Libertarians Need Not Apply

By Peter Galuszka

The Virginia Republican Party had a big shock Saturday.

Far-right candidate Bob Good snatched the party’s nomination in the fifth congressional district from incumbent Denver Riggleman, who was backed by President Donald Trump and Jerry Falwell Jr., the head of Liberty University.

The remarkable twist could presage an arch-conservative backlash against Trump’s populism in the run up to elections this November.

University of Virginia political analyst Larry Sabato tweeted early Sunday morning that “the Virginia GOP has gone so far to the right that a congressman backed by (Trump and Falwell) isn’t conservative enough to renominate.”

The 5th District includes the cities of Lynchburg and Charlottesville and covers broad swaths of highly socially conservative rural areas. Riggleman’s problem was that he had Libertarian tendencies and had officiated at a gay wedding.

Good hit Riggleman hard on the wedding and pushed a platform that included considerable xenophobia. For example, in his campaign, he stated that he wants to make English the official national language and “stop accommodating immigrants and their native tongues, because it’s our unity that’s our strength,” according to the Roanoke Times.

The Times came back with an editorial that “he’s not calling for historic American values to be upheld, he’s calling for them to be replaced.”

The drive-in convention that decided the candidate also is extremely odd. Riggleman wanted a primary but the local GOP opted for a convention instead.
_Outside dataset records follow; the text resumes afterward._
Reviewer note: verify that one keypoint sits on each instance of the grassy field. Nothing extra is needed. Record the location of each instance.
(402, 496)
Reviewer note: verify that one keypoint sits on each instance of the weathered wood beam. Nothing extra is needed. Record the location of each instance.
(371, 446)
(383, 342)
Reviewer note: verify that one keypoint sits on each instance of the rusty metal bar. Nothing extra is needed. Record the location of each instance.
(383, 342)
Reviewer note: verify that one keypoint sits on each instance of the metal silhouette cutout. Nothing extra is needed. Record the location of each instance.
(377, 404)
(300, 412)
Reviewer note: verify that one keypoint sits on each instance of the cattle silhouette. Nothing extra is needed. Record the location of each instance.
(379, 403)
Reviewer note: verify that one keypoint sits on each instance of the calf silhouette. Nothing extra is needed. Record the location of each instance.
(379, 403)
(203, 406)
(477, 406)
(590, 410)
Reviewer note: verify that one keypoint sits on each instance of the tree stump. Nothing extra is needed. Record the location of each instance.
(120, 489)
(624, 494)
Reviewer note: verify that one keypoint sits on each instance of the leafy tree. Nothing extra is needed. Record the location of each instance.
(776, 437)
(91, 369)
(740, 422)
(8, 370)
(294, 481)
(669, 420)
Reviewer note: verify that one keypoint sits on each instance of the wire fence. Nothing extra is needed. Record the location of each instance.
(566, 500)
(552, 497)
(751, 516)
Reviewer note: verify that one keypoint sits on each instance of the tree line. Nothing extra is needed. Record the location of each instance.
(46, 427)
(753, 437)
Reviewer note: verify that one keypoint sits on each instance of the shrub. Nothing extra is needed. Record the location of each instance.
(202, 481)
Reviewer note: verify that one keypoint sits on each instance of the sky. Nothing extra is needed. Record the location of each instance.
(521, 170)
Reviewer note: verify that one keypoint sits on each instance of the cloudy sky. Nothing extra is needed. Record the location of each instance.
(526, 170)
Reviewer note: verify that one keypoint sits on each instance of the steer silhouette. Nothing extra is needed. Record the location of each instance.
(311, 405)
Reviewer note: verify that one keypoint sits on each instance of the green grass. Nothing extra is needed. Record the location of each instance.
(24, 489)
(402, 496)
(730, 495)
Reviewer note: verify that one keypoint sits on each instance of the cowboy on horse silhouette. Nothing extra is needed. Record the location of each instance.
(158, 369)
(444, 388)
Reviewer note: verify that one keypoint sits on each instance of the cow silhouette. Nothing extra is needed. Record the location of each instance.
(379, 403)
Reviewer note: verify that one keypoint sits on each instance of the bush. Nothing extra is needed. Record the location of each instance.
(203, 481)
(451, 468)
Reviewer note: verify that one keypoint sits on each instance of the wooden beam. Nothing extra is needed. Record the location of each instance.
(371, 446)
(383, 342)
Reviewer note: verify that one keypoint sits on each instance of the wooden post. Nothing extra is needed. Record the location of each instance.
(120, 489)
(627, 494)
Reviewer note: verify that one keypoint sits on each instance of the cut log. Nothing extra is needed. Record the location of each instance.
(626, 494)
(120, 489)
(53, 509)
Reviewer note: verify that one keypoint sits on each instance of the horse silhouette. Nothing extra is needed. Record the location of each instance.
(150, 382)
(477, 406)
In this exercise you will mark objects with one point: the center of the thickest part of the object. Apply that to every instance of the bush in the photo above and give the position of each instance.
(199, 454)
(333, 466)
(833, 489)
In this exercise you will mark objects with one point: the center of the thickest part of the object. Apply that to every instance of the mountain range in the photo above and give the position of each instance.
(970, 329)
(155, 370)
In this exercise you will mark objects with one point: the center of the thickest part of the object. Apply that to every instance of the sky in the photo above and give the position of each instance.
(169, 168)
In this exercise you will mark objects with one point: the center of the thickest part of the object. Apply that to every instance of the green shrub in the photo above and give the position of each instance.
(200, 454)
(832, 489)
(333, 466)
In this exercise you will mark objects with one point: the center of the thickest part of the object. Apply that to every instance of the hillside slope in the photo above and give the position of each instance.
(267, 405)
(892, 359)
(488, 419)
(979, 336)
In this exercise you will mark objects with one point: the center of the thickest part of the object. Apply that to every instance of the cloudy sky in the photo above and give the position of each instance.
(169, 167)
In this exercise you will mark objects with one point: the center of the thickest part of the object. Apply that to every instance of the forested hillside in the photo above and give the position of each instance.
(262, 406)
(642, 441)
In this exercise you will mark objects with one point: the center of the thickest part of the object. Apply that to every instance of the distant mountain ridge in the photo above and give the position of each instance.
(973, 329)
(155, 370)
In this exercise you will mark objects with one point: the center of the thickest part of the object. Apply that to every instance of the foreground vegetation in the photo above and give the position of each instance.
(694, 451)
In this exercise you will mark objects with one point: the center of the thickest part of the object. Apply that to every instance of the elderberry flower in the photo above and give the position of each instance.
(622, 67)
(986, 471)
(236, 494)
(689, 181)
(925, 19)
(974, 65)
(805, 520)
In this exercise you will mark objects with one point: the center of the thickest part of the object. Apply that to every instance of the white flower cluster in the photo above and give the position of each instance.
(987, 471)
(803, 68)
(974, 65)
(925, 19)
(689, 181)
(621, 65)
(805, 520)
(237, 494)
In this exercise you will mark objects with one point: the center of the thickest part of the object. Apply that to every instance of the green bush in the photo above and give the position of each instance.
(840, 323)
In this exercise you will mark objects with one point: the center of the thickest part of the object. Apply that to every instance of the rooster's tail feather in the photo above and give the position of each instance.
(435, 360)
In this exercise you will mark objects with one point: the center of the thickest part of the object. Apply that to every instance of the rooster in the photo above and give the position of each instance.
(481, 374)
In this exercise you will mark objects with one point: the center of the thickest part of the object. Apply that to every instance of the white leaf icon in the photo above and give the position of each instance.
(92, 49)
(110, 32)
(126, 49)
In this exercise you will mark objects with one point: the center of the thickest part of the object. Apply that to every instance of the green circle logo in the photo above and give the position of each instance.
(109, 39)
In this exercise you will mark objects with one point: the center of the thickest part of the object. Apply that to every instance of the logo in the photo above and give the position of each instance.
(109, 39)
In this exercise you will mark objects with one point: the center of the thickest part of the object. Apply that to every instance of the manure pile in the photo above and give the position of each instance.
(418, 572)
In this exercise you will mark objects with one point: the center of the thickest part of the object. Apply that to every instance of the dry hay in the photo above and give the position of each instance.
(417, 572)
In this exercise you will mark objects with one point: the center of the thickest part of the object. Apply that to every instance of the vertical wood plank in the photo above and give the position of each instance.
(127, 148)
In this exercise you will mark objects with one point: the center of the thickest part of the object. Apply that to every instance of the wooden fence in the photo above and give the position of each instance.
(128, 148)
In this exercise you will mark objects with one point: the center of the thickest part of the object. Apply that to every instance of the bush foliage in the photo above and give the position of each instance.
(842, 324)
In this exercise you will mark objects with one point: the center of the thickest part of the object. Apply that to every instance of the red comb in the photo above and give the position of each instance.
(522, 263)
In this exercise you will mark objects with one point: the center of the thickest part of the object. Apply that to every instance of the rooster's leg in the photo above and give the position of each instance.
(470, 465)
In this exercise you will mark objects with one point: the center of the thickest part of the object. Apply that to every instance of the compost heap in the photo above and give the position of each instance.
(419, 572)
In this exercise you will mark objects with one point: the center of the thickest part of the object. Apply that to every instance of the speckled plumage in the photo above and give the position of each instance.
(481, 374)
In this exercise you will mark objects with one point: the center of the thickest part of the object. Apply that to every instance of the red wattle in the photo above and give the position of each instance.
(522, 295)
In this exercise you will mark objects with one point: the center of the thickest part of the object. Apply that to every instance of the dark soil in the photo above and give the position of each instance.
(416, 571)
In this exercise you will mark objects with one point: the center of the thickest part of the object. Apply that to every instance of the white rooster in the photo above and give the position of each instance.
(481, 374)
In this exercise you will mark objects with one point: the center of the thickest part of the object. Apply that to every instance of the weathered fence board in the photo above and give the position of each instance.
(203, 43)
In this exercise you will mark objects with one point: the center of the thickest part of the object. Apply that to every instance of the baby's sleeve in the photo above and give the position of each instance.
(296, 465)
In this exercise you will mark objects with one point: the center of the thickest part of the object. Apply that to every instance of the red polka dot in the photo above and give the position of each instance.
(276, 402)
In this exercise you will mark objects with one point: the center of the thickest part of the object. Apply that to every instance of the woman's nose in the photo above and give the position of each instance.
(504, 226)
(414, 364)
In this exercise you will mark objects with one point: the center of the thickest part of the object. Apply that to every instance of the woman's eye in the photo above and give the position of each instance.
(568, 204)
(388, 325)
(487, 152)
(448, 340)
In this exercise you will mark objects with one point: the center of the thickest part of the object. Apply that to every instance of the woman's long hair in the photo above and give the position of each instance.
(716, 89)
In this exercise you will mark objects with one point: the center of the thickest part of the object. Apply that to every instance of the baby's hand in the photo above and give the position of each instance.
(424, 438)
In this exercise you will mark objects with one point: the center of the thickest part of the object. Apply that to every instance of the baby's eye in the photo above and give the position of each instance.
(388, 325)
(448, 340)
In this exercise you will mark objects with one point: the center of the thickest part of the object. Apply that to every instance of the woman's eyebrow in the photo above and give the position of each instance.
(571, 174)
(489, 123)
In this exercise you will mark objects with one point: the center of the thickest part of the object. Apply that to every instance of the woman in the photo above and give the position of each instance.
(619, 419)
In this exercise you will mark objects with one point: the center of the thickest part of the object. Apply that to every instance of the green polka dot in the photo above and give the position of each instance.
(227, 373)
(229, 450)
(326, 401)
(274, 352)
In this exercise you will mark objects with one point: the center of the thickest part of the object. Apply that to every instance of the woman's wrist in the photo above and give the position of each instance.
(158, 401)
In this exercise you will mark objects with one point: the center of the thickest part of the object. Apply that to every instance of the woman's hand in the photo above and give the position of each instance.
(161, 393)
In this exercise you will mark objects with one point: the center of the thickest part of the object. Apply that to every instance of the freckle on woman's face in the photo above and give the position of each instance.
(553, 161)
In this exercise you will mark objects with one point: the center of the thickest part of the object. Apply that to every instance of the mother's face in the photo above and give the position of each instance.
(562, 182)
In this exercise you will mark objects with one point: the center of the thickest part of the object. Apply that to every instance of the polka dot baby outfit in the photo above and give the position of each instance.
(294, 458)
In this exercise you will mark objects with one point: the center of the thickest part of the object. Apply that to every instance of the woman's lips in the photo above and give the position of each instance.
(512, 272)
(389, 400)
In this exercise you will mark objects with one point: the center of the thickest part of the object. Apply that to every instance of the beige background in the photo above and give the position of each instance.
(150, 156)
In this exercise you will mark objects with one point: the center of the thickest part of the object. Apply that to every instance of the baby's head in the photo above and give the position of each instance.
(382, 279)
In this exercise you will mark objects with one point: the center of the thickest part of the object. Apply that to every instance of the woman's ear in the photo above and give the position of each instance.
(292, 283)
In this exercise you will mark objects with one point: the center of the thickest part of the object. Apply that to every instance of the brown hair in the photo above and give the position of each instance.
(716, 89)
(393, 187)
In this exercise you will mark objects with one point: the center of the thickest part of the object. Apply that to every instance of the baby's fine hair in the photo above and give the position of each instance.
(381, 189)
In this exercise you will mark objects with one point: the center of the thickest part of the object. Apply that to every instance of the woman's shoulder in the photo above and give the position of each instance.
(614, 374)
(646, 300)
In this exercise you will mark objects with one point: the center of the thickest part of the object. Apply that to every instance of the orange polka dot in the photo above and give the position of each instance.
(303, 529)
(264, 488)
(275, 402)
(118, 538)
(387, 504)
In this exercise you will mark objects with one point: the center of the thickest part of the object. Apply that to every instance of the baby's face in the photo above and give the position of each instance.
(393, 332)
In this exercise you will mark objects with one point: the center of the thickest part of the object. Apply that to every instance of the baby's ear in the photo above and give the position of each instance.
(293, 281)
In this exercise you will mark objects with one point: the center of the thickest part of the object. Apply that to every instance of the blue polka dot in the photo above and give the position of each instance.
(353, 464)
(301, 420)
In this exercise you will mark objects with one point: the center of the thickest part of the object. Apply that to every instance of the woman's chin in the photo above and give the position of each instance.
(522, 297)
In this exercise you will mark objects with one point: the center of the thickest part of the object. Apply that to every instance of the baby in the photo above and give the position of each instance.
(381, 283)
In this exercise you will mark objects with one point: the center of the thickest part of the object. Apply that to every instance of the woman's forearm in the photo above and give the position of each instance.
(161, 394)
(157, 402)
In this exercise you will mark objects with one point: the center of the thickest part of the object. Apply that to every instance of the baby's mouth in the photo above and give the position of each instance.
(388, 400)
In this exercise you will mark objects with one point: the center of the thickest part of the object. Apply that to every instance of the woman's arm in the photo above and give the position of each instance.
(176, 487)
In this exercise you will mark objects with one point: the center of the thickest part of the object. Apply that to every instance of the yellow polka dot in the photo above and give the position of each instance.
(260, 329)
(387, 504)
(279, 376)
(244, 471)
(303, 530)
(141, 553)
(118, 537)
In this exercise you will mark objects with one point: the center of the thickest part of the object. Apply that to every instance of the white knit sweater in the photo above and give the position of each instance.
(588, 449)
Because of the COVID 19 pandemic, the GOP decided that the Tree of Life Ministries Church would be a polling place for the convention in which people would drive by in their cars. It just happens that the church is where Good worships.

“This is the most perverse way to choose a candidate,” Riggleman said Saturday before the results came in. Good claimed he got 58 percent of the vote.

Good is a former Lynchburg city council member and an employee at right-leaving Liberty University. His anti-foreign language and immigrant stances fly in the face of his district’s and Virginia’s need to become more sophisticated so it can deal with an increasingly global economy.

Lynchburg, for example, is the center for two major nuclear companies. One is Babcock & Wilcox that makes nuclear fuel gear and Framatome, a major French-owned nuclear service firm. The latter is so influential locally that Lynchburg has its own chapter of the Alliance Francaise, an international organization that promotes French language and culture.

The Virginia GOP has been in disarray for years. Republicans haven’t won statewide races in a decade. The three top state posts are held by Democrats which made big inroads in the 2018 congressional elections and the 2019 General Assembly races.

Good will face the winner of the June 23 Democratic primary. The candidates are Roger Dean Huffstetler, a Charlottesville entrepreneur who lost the Democratic nomination for the same seat two years ago; John Lesinski, a former Rappahannock County supervisor; Claire Russo, a Marine veteran; and Cameron Webb, director of health policy and equity at the University of Virginia, the Times reports.

Meanwhile, there’s a good chance that Riggleman while come forward with legal challenges to the convention.